Tujuh puluh lima tahun Indonesia merdeka, masalah kemiskinan memang menjadi tantangan bangsa ini. Tercatat tujuh kali pergantian Presiden belum mampu membawa Indonesia kepada kesejahteraan yang merata. Misi untuk menuntaskan kemiskinan sudah seharusnya menjadi tugas berbagai pihak. Pemerintah sebagai pelaksana kebijakan memang pihak yang paling bertanggung jawab dalam mengemban misi menuntaskan kesenjangan sosial. Namun penulis tidak hendak mengkritisi Pemerintah yang memang sudah menjadi rahasia umum seringkali mengecewakan rakyat. Mungkin di tulisan selanjutnya akan lahir kritik penulis untuk pemerintah. Berawal dari bacaan penulis dalam buku “Tuhan Tidak Perlu Dibela”, di halaman 89 terdapat bab yang menarik dengan judul “Islam Setuju Kemiskinan?”

Bab dalam buku kumpulan tulisan Gus Dur itu mampu mengusik pikiran saya sebagai pembaca. Sedikit informasi, buku Tuhan Tidak Perlu Dibela merupakan sebuah himpunan dari kolom tulisan Gus Dur di berbagai media masa. Isinya random saja tapi dalam satu tema pembahasan yaitu mengenai Islam. Dalam bab “Islam Setuju Kemiskinan” menceritakan tentang seorang akademisi yang diundang dalam seminar di sebuah Pesantren di Sumenep, Madura untuk membahas persoalan keumatan. Akademisi yang juga seorang peneliti tersebut mengajukan sejumlah argumentasi untuk persoalan memberantas kemiskinan yang melanda umat. Lontaran argumentasi seperti “Manusia adalah makhluk paling mulia diantara ciptaan Allah sehingga tidak layak jika ia berada dalam garis kemiskinan, dan karena kemuliaannya ia menyandang gelar sebagai Khalifah Fil Ardh atau wakil Tuhan di bumi. Bukankah perwujudan makhluk sempurna itu menuntut adanya dukungan materiil sebagai kebutuhan manusia sendiri. Bukankah dukungan materiil itu hanya dapat diperoleh dari kehidupan serba berkecukupan atau kehidupan berkualitas tinggi.
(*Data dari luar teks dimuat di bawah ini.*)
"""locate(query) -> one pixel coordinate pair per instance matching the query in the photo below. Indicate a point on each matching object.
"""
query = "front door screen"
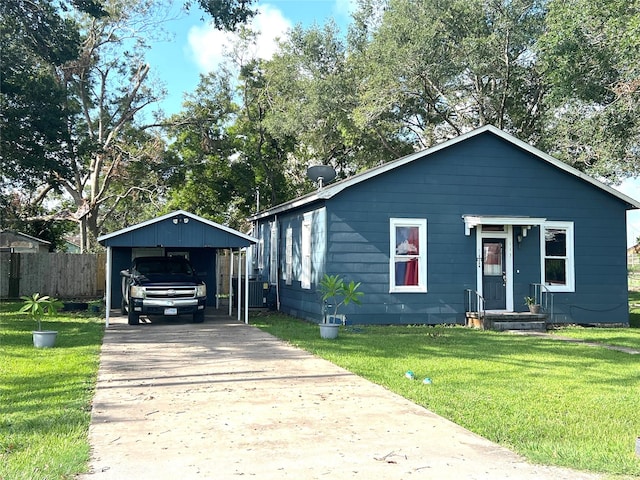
(493, 274)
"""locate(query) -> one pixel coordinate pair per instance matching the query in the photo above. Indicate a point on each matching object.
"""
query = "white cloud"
(345, 7)
(207, 45)
(631, 188)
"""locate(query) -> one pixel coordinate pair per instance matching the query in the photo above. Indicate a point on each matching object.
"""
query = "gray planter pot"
(44, 338)
(329, 330)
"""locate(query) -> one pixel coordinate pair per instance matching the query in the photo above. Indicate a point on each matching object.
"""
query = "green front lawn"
(45, 395)
(554, 402)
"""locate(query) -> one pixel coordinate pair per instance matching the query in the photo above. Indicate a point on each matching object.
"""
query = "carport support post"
(239, 281)
(107, 288)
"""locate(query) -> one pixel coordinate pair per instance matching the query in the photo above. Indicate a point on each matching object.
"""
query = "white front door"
(494, 254)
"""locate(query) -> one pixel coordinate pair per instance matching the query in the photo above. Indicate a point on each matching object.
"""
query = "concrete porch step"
(501, 321)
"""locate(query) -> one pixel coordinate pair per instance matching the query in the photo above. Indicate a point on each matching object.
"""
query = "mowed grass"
(45, 395)
(556, 403)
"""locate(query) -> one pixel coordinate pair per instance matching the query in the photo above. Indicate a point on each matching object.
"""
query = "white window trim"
(421, 223)
(305, 251)
(570, 257)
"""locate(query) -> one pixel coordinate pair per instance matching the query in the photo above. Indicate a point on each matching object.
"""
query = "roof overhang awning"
(472, 221)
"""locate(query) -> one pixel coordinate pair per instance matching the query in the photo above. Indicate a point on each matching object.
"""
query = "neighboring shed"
(482, 219)
(176, 233)
(17, 242)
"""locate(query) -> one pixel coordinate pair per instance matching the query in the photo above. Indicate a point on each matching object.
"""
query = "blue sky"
(197, 48)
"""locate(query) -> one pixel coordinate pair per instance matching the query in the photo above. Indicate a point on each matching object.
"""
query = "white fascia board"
(173, 214)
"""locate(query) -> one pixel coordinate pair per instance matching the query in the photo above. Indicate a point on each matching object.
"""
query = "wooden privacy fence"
(62, 275)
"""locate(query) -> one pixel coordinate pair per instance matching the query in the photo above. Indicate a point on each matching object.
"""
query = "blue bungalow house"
(478, 222)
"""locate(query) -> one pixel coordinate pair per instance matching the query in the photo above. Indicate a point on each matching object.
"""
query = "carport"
(177, 233)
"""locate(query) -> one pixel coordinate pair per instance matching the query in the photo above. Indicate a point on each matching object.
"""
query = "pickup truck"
(162, 286)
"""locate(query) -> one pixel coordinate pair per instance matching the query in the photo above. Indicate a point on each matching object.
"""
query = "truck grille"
(173, 292)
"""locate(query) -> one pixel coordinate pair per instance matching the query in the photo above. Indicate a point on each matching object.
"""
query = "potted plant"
(36, 307)
(335, 293)
(531, 303)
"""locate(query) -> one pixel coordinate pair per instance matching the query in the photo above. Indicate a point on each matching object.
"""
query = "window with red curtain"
(409, 259)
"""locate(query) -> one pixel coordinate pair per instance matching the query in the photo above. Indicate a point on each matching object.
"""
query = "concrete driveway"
(223, 400)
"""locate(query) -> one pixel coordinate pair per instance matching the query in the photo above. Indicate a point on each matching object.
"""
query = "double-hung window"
(557, 259)
(408, 255)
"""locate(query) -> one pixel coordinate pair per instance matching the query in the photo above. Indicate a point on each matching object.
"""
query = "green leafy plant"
(37, 306)
(337, 292)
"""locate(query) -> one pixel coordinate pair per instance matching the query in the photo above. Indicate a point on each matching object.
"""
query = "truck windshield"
(170, 266)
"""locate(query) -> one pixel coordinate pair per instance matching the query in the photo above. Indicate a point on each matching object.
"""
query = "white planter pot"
(44, 338)
(329, 330)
Rentetan argumentasi sang akademisi tersebut ternyata mendapat respon yang kurang bagus dari kalangan Santri. Protes terjadi selama kegiatan seminar tersebut berlangsung, dan tentunya membuat sang akademisi bersedih setelah mengetahui maksudnya sebagai bagian dari upaya membantu umat dalam memberantas kemiskinan justru mendapat respon negatif dari kalangan yang ia harapkan akan mengambil peran dalam usaha meningkatkan derajat hidup umat Islam.

Keyakinan mengenai takdir ada di tangan Allah membuat argumentasi sang akademisi yang sekilas seolah mendiskreditkan orang miskin dalam posisi salah ditolak mentah-mentah. Bahkan sang akademisi di’Komuniskan’ audiens dengan alasan pengingkaran terhadap rukun keenam dalam ortodoksi Islam. Sang akademisi dianggap melawan ketetapan Tuhan. Bentrokan pandangan dalam melihat kemiskinan menjadi unik karena keduanya baik pihak Akademisi dan Santri sama-sama mempunyai konstruksi berpikir sendiri. Akademisi yang melihat sesuatu dari realitas kehidupan dan Santri dengan pegangan dalil-dalilnya. Keduanya tidak ada yang salah, hanya saja kesalahpahaman dalam mencerna pandangan yang diajukan membuat konflik kecil itu terjadi. Kisah ini yang membawa penulis kepada realitas kehidupan yang dihadapi selama ini.

Dalam kultur masyarakat desa, kiyai menempati strata sosial paling atas. Penghormatan tertinggi disematkan kepada sosok yang dianggap sebaga role model dalam beragama (read:Islam). Kiyai merupakan sebutan dalam bahasa Jawa yang berarti “Guru” atau “Tuan Guru” sebagai gelar kepada tokoh agama. Walaupun sekarang istilah tersebut mulai di-Arabkan menjadi Ustadz atau Syaikh. Sebagai orang yang sejak lahir tinggal di pedesaan dan dengan masyarakat homogen, semua Islam, sudah barang tentu peringatan hari besar Islam (PHBI) sering diadakan di tempat tinggal penulis. Kadangkala penulis ikut dalam kepanitiaan PHBI tersebut. Kegiatan PHBI biasanya mengundang Mubalig sebagai bagian inti dari rangkaian kegiatan, yaitu tausiyah agama. Acara tausiyah agama tersebut selalu disambut antusias masyarakat. Ratusan orang selalu memadati tempat diadakannya kegiatan keagamaan tersebut. Tua, muda, laki dan perempuan turut hadir untuk mendengarkan sang Mubalig menyampaikan dakwah. Rangkaian acara yang lazimnya sampai larut malam tak menyurutkan antusias para hadirin, semakin malam semakin asyik katanya.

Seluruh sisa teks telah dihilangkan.